Zumindest lässt er zugunsten einer teleologischen Auslegung offen, auf welchen Zeitpunkt für die Annahme der Nichtfeststellbarkeit eines
Fahrzeugführers nach einer Zuwiderhandlung abzustellen ist. Bereits die tatbestandliche Verknüpfung von Zuwiderhandlung und Feststellung
eines Fahrzeugführers legt aber die Deutung nahe, dass die Rechtsfolge der Ermächtigung zu einer Fahrtenbuchauflage gerade dadurch
ausgelöst werden soll, dass der Fahrer nicht zur Verantwortung gezogen, die einschlägige Ordnungswidrigkeitsvorschrift also mit ihrer auch
generalpräventiven Zielrichtung nicht angewendet werden konnte.

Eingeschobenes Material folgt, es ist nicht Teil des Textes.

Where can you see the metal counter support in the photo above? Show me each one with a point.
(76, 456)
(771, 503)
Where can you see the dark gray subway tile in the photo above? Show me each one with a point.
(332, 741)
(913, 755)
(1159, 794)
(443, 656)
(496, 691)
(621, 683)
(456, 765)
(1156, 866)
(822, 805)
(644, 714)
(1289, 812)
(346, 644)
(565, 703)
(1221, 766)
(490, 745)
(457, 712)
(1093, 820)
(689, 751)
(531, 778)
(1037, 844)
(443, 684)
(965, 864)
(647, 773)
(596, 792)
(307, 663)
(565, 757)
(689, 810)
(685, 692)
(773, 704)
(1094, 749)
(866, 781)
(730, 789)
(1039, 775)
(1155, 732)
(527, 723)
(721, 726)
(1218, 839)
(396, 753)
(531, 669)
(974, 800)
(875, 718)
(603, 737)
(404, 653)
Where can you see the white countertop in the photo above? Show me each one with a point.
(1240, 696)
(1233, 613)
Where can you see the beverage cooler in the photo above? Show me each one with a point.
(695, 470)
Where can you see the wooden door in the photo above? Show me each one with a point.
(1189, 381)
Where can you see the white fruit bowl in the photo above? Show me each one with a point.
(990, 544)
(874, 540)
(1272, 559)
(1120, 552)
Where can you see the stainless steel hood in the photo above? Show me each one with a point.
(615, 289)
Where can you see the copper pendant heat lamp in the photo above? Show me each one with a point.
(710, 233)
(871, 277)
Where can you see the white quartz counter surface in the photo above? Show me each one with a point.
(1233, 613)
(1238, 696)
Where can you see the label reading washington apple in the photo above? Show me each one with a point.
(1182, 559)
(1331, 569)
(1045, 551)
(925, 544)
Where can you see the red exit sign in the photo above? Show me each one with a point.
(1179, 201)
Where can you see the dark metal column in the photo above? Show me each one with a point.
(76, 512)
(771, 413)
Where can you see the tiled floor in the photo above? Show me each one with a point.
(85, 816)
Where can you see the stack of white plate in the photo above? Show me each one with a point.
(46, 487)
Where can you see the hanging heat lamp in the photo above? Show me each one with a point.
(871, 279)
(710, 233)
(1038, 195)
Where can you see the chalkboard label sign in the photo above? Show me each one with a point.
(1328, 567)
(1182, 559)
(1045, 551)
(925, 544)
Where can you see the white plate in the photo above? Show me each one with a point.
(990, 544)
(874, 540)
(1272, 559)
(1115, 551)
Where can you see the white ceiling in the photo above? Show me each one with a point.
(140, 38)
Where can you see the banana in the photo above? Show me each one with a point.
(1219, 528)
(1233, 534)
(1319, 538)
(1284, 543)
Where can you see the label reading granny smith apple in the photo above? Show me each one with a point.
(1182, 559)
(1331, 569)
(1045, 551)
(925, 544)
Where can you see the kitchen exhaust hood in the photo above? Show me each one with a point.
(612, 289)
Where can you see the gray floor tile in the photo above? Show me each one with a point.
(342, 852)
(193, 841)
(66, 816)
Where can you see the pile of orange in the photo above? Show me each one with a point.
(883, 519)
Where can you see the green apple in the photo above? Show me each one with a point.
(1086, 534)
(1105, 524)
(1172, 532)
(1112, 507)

10 Entgegen dem Vorbringen der Antragstellerin macht es für die Abwendung von zukünftigen Gefahren für die Sicherheit und Ordnung des
Straßenverkehrs auch durchaus einen Unterschied, ob ein Bußgeldbescheid gegen einen Fahrer verhängt werden kann bzw. konnte oder nicht.

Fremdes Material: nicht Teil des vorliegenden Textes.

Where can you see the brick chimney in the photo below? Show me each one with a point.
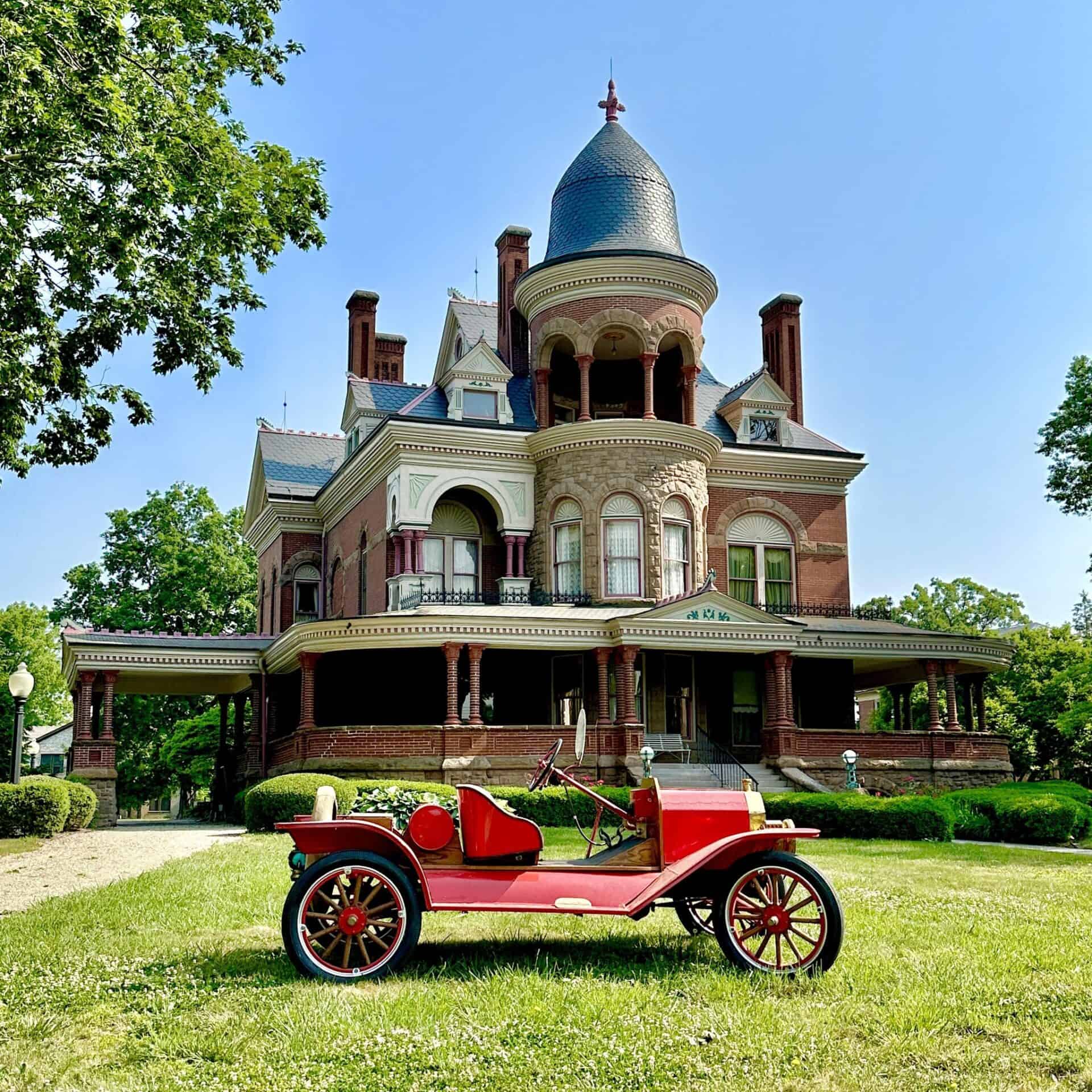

Mit einer Fahrtenbuchauflage soll in Ergänzung der Kennzeichnungspflicht dafür Sorge getragen werden, dass anders als in dem Fall, der
Anlass zur Auferlegung eines Fahrtenbuches gegebenen hat, künftig die Feststellung eines Fahrzeugführers nach einer Zuwiderhandlung gegen
Verkehrsvorschriften ohne Schwierigkeiten möglich ist. Die Anordnung zum Führen des Fahrtenbuches richtet sich an den Fahrzeughalter, weil
dieser die Verfügungsbefugnis und die Möglichkeit der Kontrolle über sein Fahrzeug besitzt. Gefährdet er die Sicherheit und Ordnung des
Straßenverkehrs dadurch, dass er unter Vernachlässigung seiner Aufsichtsmöglichkeiten nicht dartun kann oder will, wer im Zusammenhang mit
einer Verkehrszuwiderhandlung zu einem bestimmten Zeitpunkt sein Fahrzeug gefahren hat, darf er durch das Führen eines Fahrtenbuches zu
einer nachprüfbaren Überwachung der Fahrzeugbenutzung angehalten werden (BVerwG, Beschluss vom 03.02.1989, a.a.O.). Ansonsten würde
gerade bei der Benutzung eines Fahrzeugs durch verschiedene Personen - wie im vorliegenden Fall - eine theoretisch unbegrenzte Zahl von
nicht zu ahndenden Verkehrsverstößen ermöglicht, wenn der Fahrzeughalter sich jeweils durch Benennung des Fahrzeugführers nach Eintritt
der Verfolgungsverjährung von seiner Verantwortung befreien könnte. Es gilt deshalb der vom Bundesverwaltungsgericht für die Anwendung des
§ 31a Abs. 1 Satz 1 StVZO formulierte Grundsatz, dass Maßnahmen zur Aufklärung von Verkehrsordnungswidrigkeiten nur dann einen Sinn
haben, wenn der Täter vor Ablauf der Verjährungsfrist so rechtzeitig bekannt ist, dass die Verkehrsordnungswidrigkeit mit Aussicht auf Erfolg
geahndet werden kann und die daran anknüpfenden verkehrspolizeilichen Maßnahmen eingeleitet werden können (vgl. BVerwG, Urteil vom
17.12.1982, a.a.O.; Beschluss vom 01.03.1977 - 7 B 31.77 -, Buchholz 442.16 § 31a StVZO Nr. 4). Jede andere Betrachtung würde auf ein in der
verwaltungsgerichtlichen Rechtsprechung klar verneintes „doppeltes Recht“ hinauslaufen, nach einem Verkehrsverstoß aus eigennützigen
Gründen oder auch in Wahrnehmung eines Aussage- oder Zeugnisverweigerungsrechts die Täterfeststellung zu vereiteln und zugleich eine
Fahrtenbuchauflage abwehren zu dürfen (vgl. BVerwG, Beschluss vom 11.08.1999 - 3 B 96/99 -, BayVBl. 2000, 380; vom 22.06.1995 - 11 B 7.95
-, DAR 1995, 459; vgl. auch Senatsbeschluss vom 15.04.2009 - 10 S 584/09 -, VBlBW 2009, 356; BayVGH, Beschluss vom 30.08.2010 - 11 CS
10.1464 -, juris). Hiernach kann es der Antragstellerin nicht zugute kommen, dass sie den ihr offensichtlich von Anfang an bekannten
verantwortlichen Fahrzeugführer nach Ablauf der Verjährungsfrist benannt hat.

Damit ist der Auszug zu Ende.